Commission Regulation (EU) No 920/2010 (repealed)Show full title

SECTION 2 Security, and authentication

Article 61Authentication of registries and the EUTL

1.The identity of the Union registry shall be authenticated towards the EUTL with digital certificates and usernames and passwords as indicated in the Data Exchange and Technical Specifications provided for in Article 71.

2.The Member States and the Union shall use the digital certificates issued by the Secretariat to the UNFCCC, or an entity designated by it, to authenticate their registries to the ITL for the purposes of establishing the communication link referred to in Article 5.

Article 62Accessing accounts in the Union registry

1.Account holders shall be able to access their accounts in the Union registry through the secure area of the Union registry. The Central administrator shall ensure that the secure area of the Union registry website is accessible through the Internet. The website of the Union registry shall be available in all languages of the European Union.

2.The Central administrator shall ensure that accounts in the Union registry where access through trading platforms in accordance with Article 19(3) is enabled and one authorised representative is also the authorised representative of a trading platform holding account are accessible to the trading platform operated by the holder of that trading platform holding account.

3.Communications between authorised representatives or trading platforms and the secure area of Union registry shall be encrypted in accordance with the security requirements set out in the Data Exchange and Technical Specifications provided for in Article 71.

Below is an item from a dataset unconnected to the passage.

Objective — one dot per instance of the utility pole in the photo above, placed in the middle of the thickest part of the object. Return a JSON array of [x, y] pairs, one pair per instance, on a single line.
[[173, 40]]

4.The Central administrator shall take all necessary steps to ensure that unauthorised access to the secure area of the Union registry website does not occur.

5.If the security of the credentials of an authorised representative or additional authorised representative has been compromised, the authorised representative or additional authorised representative shall immediately inform the administrator of the account thereof and request a replacement.

Article 63Authentication and authorisation of authorised representatives in the Union registry

1.The Union registry shall issue each authorised representative and additional authorised representative with a username and password to authenticate them for the purposes of accessing the registry.

2.An authorised representative or additional authorised representative shall only have access to the accounts within the Union registry which he is authorised to access and shall only be able to request the initiation of processes which he is authorised to request pursuant to Article 19. That access or request shall take place through a secure area of the website of the Union registry.

3.In addition to the username and password referred to in paragraph 1, national administrators shall provide secondary authentication to all accounts administered by them. The types of secondary authentication mechanisms that can be used to access the Union registry shall be set out in the Data Exchange and Technical Specifications provided for in Article 71.

4.The administrator of an account may assume that a user who was successfully authenticated by the Union registry is the authorised representative or additional authorised representative registered under the provided authentication credentials, unless the authorised representative or additional authorised representative informs the administrator of the account that the security of his credentials has been compromised and requests a replacement.

Article 64Suspension of all access by authorised representatives due to a security breach

1.The Central Administrator may suspend access to the Union registry or the EUTL if there is a breach of security of the Union registry or the EUTL which threatens the integrity of the registries system, including the back-up facilities referred to in Article 59.

2.The administrator of a KP registry may suspend access by all users to its KP registry if there is a breach of security of the KP registry which threatens the integrity of the registries system, including the back-up facilities referred to in Article 59.

3.In the event of a breach of security that may lead to suspension of access, the administrator who becomes aware of the breach shall promptly inform the Central Administrator of any risks posed to other parts of the registries system. The Central Administrator shall then inform all other administrators.

4.If an administrator becomes aware of a situation that requires the suspension of all access to its system, it shall inform the Central Administrator and account holders with such prior notice of the suspension as is practicable. The Central Administrator will then inform all other administrators as soon as possible.

5.The notice referred to in paragraph 3 shall include the likely duration of the suspension and shall be clearly displayed on the public area of that KP registry’s website or on the public area of the EUTL's website.

Article 65Suspension of processes

1.The Commission may instruct the Central Administrator to temporarily suspend the acceptance by the EUTL of some or all processes originating from a KP registry, if that registry is not operated and maintained in accordance with the provisions of this Regulation and shall immediately notify the administrator of the KP registry thereof.

2.The Commission may instruct the Central Administrator to temporarily suspend the acceptance by the EUTL of some or all processes originating from the Union registry, if it is not operated and maintained in accordance with the provisions of this Regulation and shall immediately notify national administrators thereof.

3.The administrator of a KP registry may request the Central Administrator to temporarily suspend the transmission of all or some of the processes to its KP registry for the purposes of carrying out maintenance on its KP registry.

4.The Central administrator may temporarily suspend the initiation or acceptance of some or all processes in the Union registry for the purposes of carrying out scheduled maintenance on the Union registry.

5.A KP registry administrator may request the central administrator to reinstate processes suspended in accordance with paragraph 1 if it estimates that the outstanding issues that caused the suspension have been resolved. The Central administrator shall inform the registry administrator of its decision as soon as possible.